Sorveglianza speciale: quando è necessaria la rivalutazione?
La disciplina della sorveglianza speciale impone rigidi obblighi di reperibilità, la cui violazione comporta gravi sanzioni penali. Una recente sentenza della Corte di Cassazione chiarisce i presupposti per la validità della misura dopo periodi di detenzione.
I fatti di causa
Un soggetto, sottoposto alla misura della sorveglianza speciale con obbligo di soggiorno, veniva condannato in primo e secondo grado per non essere stato trovato presso la propria abitazione durante i controlli notturni effettuati dalla polizia. La difesa ha impugnato la sentenza sostenendo che l’imputato fosse in realtà presente ma addormentato, e che il citofono potesse essere guasto. Inoltre, veniva eccepita l’illegittimità della misura poiché, dopo un periodo di carcerazione, l’autorità giudiziaria non aveva provveduto a una nuova valutazione della pericolosità sociale del sorvegliato.
La decisione della Corte di Cassazione
La Suprema Corte ha rigettato il ricorso, confermando la condanna a un anno e otto mesi di reclusione. I giudici hanno ritenuto che le giustificazioni relative al sonno profondo o al malfunzionamento del citofono fossero generiche e già smentite dai fatti accertati nei gradi di merito. In particolare, la pattuglia aveva effettuato due controlli a distanza di tempo, suonando ripetutamente senza ricevere risposta, a differenza di quanto avvenuto in precedenti occasioni.
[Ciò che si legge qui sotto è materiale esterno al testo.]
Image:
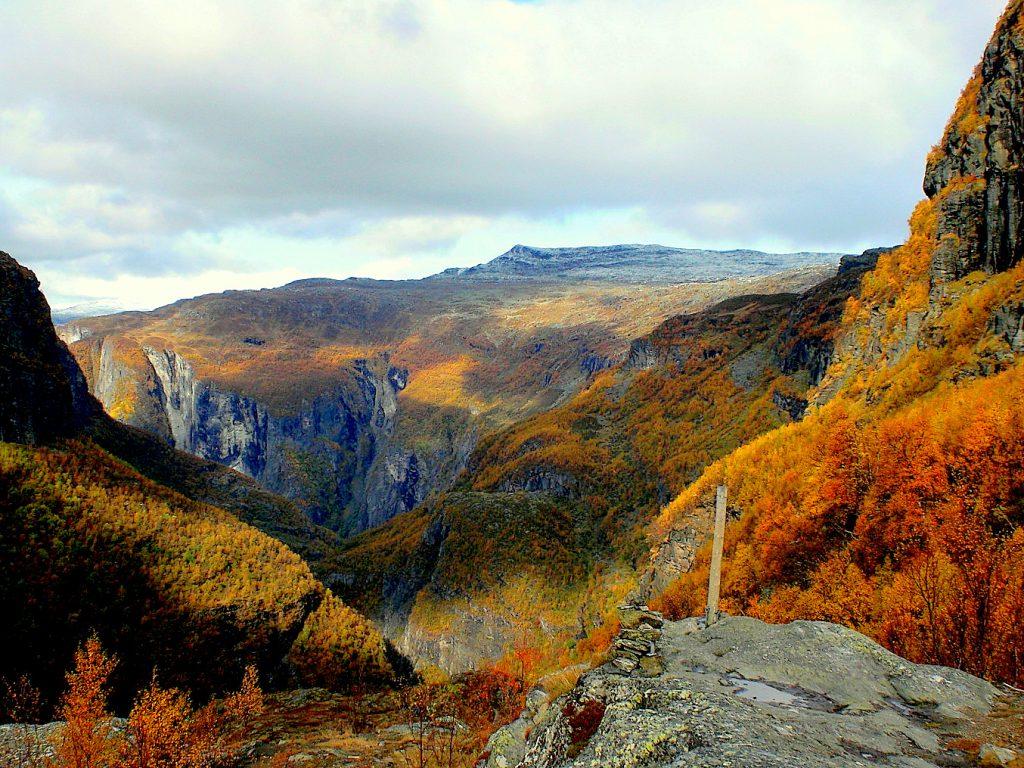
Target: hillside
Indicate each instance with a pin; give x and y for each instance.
(164, 579)
(897, 506)
(358, 398)
(543, 535)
Il limite dei due anni di detenzione
Il punto centrale della decisione riguarda l’interpretazione dell’art. 14, comma 2-ter, del d.lgs. 159/2011. La norma stabilisce che l’esecuzione della sorveglianza speciale resta sospesa durante la detenzione. Tuttavia, la necessità di una nuova valutazione della pericolosità sociale prima della ripresa della misura scatta solo se la detenzione si è protratta per almeno due anni. Nel caso analizzato, il periodo di carcerazione era stato inferiore a tale soglia, rendendo superflua una nuova analisi dell’attualità della pericolosità.
Le motivazioni
Le motivazioni della Corte si fondano sulla stretta aderenza al dato letterale della norma e sulla giurisprudenza consolidata delle Sezioni Unite. La rivalutazione della pericolosità non è un atto automatico per ogni sospensione della misura, ma è condizionata a una detenzione di lunga durata che possa aver effettivamente mutato il profilo criminale del soggetto. Poiché il ricorrente era stato detenuto per circa quindici mesi, la misura di prevenzione ha ripreso la sua efficacia automaticamente al momento della scarcerazione, rendendo pienamente configurabile il reato di violazione degli obblighi.
Le conclusioni
Le conclusioni dei giudici evidenziano che la prova dell’assenza dal domicilio è stata raggiunta in modo logico e coerente. La mancata risposta ai controlli notturni, in assenza di prove concrete su guasti tecnici o impedimenti assoluti, integra la fattispecie penale prevista dal Codice Antimafia. La sentenza ribadisce che il rigore delle misure di prevenzione è giustificato dalla necessità di monitorare costantemente i soggetti pericolosi, a meno che non intervengano lunghi periodi di detenzione tali da imporre un nuovo vaglio giudiziale.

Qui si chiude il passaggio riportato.